“How the Nagas Were Pleased” and “The Shattered Thighs”
Two plays that break the rules: both show the hero dying on stage, a scenario forbidden in Sanskrit dramaturgy. From widely different ideological and social backgrounds, each evokes intense emotion in an exploration of love and heroism, conflict and peace, idealism and pragmatic reconciliation.
Harsha’s Play, composed in the seventh century CE, re-examines the Buddhist tale of a magician prince who makes the ultimate sacrifice to save a hostage snake (nāga).
Shankha·chuda:
So, if we deserve your sympathy, think of a plan so that my mother here will not give up her life tortured by my disaster.
Hero:
What needs planning here? The plan is already conceived. But it depends on you.
Shankha·chuda:
In what way?
Hero:
If you want her living, when you dying she’d die
And you living she’d live, then save yourself with my life.
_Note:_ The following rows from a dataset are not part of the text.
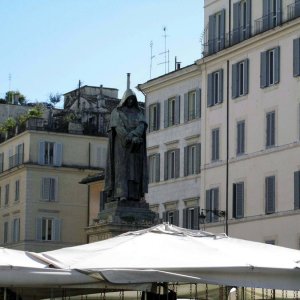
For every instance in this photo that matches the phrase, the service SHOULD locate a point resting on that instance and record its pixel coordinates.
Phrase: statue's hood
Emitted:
(128, 93)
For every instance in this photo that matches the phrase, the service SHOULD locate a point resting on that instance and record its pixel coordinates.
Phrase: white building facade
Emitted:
(248, 125)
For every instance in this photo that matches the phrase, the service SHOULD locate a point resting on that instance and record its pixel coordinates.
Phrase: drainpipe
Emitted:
(227, 147)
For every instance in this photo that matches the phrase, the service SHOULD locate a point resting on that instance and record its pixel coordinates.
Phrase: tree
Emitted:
(15, 97)
(54, 98)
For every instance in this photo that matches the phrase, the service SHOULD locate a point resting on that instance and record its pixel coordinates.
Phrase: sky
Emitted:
(47, 46)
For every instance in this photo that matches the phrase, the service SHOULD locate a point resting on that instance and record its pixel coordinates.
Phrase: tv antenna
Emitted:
(151, 57)
(166, 52)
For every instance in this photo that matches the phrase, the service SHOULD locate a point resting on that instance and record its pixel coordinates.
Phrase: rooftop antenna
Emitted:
(166, 52)
(151, 58)
(128, 81)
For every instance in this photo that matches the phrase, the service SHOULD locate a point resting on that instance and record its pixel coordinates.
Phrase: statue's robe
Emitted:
(126, 172)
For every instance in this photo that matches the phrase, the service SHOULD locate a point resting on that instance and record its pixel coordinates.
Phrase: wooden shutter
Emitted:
(277, 65)
(263, 69)
(157, 167)
(198, 158)
(177, 163)
(216, 203)
(235, 80)
(177, 110)
(157, 116)
(211, 34)
(246, 76)
(57, 161)
(166, 113)
(176, 217)
(222, 44)
(236, 23)
(196, 217)
(208, 206)
(240, 200)
(185, 218)
(166, 155)
(248, 19)
(186, 161)
(57, 229)
(186, 107)
(221, 79)
(210, 101)
(266, 13)
(270, 194)
(297, 190)
(296, 55)
(41, 158)
(38, 229)
(198, 103)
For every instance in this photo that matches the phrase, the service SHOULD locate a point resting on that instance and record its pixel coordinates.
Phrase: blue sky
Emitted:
(48, 45)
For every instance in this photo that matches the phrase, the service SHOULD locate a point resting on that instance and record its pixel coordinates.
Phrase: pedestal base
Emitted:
(119, 217)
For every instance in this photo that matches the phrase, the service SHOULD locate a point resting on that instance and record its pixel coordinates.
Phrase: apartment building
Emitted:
(248, 126)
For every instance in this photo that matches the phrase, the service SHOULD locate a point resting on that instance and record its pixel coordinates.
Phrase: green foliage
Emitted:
(54, 98)
(11, 96)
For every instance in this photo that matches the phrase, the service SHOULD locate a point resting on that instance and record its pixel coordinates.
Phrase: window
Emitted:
(192, 105)
(270, 67)
(192, 158)
(172, 217)
(171, 164)
(216, 32)
(5, 232)
(215, 144)
(154, 114)
(154, 168)
(297, 190)
(1, 162)
(212, 203)
(16, 230)
(17, 190)
(191, 218)
(6, 199)
(215, 88)
(19, 154)
(240, 142)
(172, 111)
(240, 78)
(241, 21)
(272, 14)
(238, 200)
(49, 189)
(270, 194)
(48, 229)
(296, 56)
(50, 153)
(270, 129)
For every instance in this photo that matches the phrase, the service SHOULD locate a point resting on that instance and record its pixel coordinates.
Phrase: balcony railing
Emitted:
(15, 160)
(265, 23)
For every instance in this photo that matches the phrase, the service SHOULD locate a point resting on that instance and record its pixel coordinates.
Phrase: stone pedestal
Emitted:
(119, 217)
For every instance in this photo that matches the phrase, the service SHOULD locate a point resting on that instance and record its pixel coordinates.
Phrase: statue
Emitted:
(126, 176)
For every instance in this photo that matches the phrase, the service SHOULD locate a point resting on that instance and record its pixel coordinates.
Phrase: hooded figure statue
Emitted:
(126, 171)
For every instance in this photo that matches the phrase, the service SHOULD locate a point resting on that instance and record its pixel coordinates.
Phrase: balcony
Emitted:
(265, 23)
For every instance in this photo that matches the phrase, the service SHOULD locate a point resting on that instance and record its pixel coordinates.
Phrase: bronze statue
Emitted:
(126, 172)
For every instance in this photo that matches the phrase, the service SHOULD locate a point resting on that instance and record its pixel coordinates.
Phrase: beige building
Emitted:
(248, 126)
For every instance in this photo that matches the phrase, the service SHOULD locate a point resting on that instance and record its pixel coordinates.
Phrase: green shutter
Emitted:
(235, 81)
(296, 56)
(198, 103)
(263, 69)
(277, 64)
(186, 107)
(236, 23)
(297, 190)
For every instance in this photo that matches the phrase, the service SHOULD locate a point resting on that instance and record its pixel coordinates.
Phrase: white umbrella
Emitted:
(166, 253)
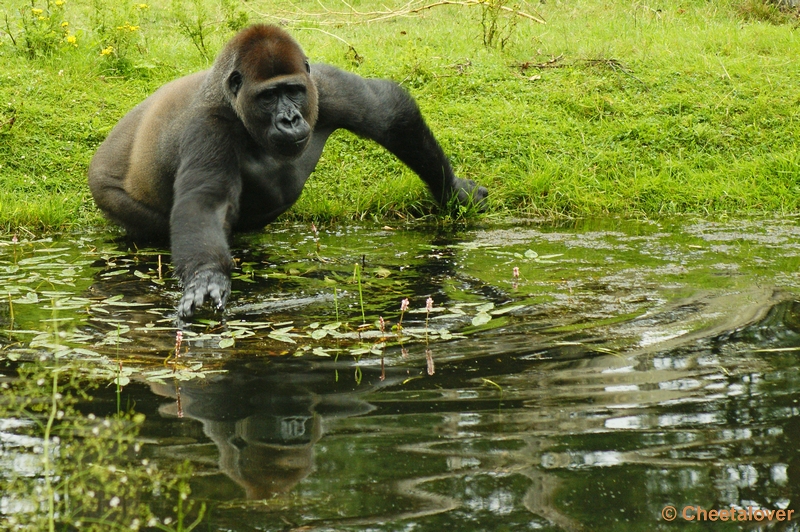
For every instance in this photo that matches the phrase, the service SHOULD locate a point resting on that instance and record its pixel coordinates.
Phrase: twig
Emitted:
(410, 8)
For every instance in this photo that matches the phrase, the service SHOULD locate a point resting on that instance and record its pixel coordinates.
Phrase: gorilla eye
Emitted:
(235, 82)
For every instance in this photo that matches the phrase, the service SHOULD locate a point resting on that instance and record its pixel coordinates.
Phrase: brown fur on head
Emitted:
(267, 51)
(256, 57)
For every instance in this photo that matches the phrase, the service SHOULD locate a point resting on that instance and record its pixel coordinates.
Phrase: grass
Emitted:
(609, 108)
I am the plan. So give me the victim’s mark quickly, so that I can put it on and get up on the slaughter stone.
Attributed to Bhasa, the illustrious predecessor to Kali·dasa, “The Shattered Thighs” transforms a crucial episode of the Maha·bhárata war. As he dies from a foul blow to the legs delivered in his duel with Bhima, Duryódhana’s character is inverted, depicted as a noble and gracious exemplar amidst the wreckage of the fearsome battle scene. As ignoble man dies a hero’s death.